If one measures how moving averages line up, the SMH confirmed a bullish phase on July 12th as the price rose above the 50 day moving average, which is stacked above the 200 day moving average. Furthermore, the slope or direction of those moving averages is pointing upwards. Certainly, many semiconductor stocks did well last week as the market rallied. In fact, they led the way. Even on Friday, with the huge decline of 261 points, SMH fell by 2.2%, but managed to hold onto the bullish phase by testing, but not penetrating the 50 day moving average. Even more compelling, is that the adaptive moving average began to slope up the week prior to last week and then on Friday July 16th, crossed over the 200 day moving average. Although we find this encouraging that a rally might resume in this group and sector if the market consolidates (or at the very least continues a kinder, gentler selloff), we must step back and look at the overall chart pattern. SMH is in a high and wide channel-with a descending channel line, indicating a bearish channel.
Our ETF Monitor-below-as of the close on July 15th, shows the SMH as Bullish with a 6 month average weighted return of 1.17%. Semiconductors are one of the top sectors. Without claiming to be an economist, I do know from our back testing, that these trends tend to last an additional 6-9 months. That's why it's so important to identify not only the overall market condition, but also the leading sectors, groups and their strongest components. With this information, from a fundamental viewpoint, one can make a case to be long SMH expecting a long term positive result.
But we are technical traders.
What is a price channel? A price channel is a continuation pattern that slopes up or down and is bound by an upper and lower trend line. The upper trend line marks resistance and the lower trend line marks support. Price channels with negative slopes (down) are considered bearish and those with positive slopes (up) bullish. For explanatory purposes, a "bearish price channel" is a channel with a negative slope.
The example chart of SMH has its high and wide channel defined. And, with a slightly negative slope, can be considered a bearish price channel.
To draw the channel lines, I took the extreme lows (you need at least 2 points), then created a parallel from that and dragged it up to the high points (the middle high or one of the critical points) of the channel top and drew a parallel line.
Currently, SMH is in the middle of this high and wide channel. Analyzing the moving averages and phases is powerful but one can see that if the chart pattern is overlaid, SMH is now trading within the middle of the channel. So, one would think that if the price breaks the channel either to the up or downside, the move would be powerful. But actually, the reverse is true. The wider the channel, the less velocity the break up or down is. Tight and narrow channels generally have more follow through. The more the energy is consolidated, the more forceful the breakout or breakdown is. On the other hand, with a high and wide channel, if the price breaks out from either the up or downside of the parallel lines and then proceeds to trade back into the channel-a trap is often set for the bulls or the bears.
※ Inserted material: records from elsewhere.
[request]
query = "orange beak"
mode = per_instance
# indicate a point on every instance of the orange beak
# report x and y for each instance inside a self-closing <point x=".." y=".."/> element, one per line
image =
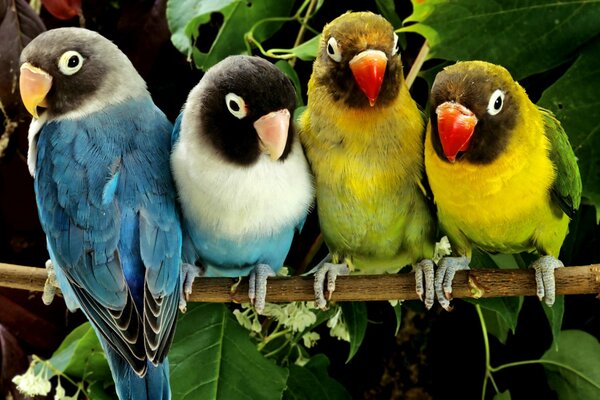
<point x="34" y="85"/>
<point x="456" y="125"/>
<point x="368" y="68"/>
<point x="272" y="130"/>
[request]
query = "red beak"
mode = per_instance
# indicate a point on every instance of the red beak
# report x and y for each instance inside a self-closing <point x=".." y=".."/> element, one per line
<point x="456" y="124"/>
<point x="368" y="68"/>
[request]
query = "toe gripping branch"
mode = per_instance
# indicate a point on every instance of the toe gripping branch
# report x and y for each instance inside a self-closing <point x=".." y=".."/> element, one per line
<point x="473" y="284"/>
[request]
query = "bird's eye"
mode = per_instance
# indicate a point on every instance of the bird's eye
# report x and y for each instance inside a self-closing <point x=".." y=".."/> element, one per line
<point x="70" y="62"/>
<point x="236" y="105"/>
<point x="333" y="51"/>
<point x="396" y="47"/>
<point x="496" y="102"/>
In the case of a bearish channel, if SMH breaks below the low of the channel lines and comes back into it-that would be considered extremely bullish.
Here's why. In late June, the decline from the top of the channel was rapid and when the lows were finally penetrated, most of the energy had dissipated which sucked in weak shorts. A triple bottom formed. Then, it moved up equally fast, that as buyers came in, they too could not get the momentum for a sustained rally, thus a triple top was formed. Currently, we have cleaned out both the longs and shorts. What should we look for now? Best case scenario-a consolidation at either the low or high end of the channel. Then buy or sell the breakout or breakdown of that consolidation. In other words, we want tighter compression within the channel, closer to its bottom or top.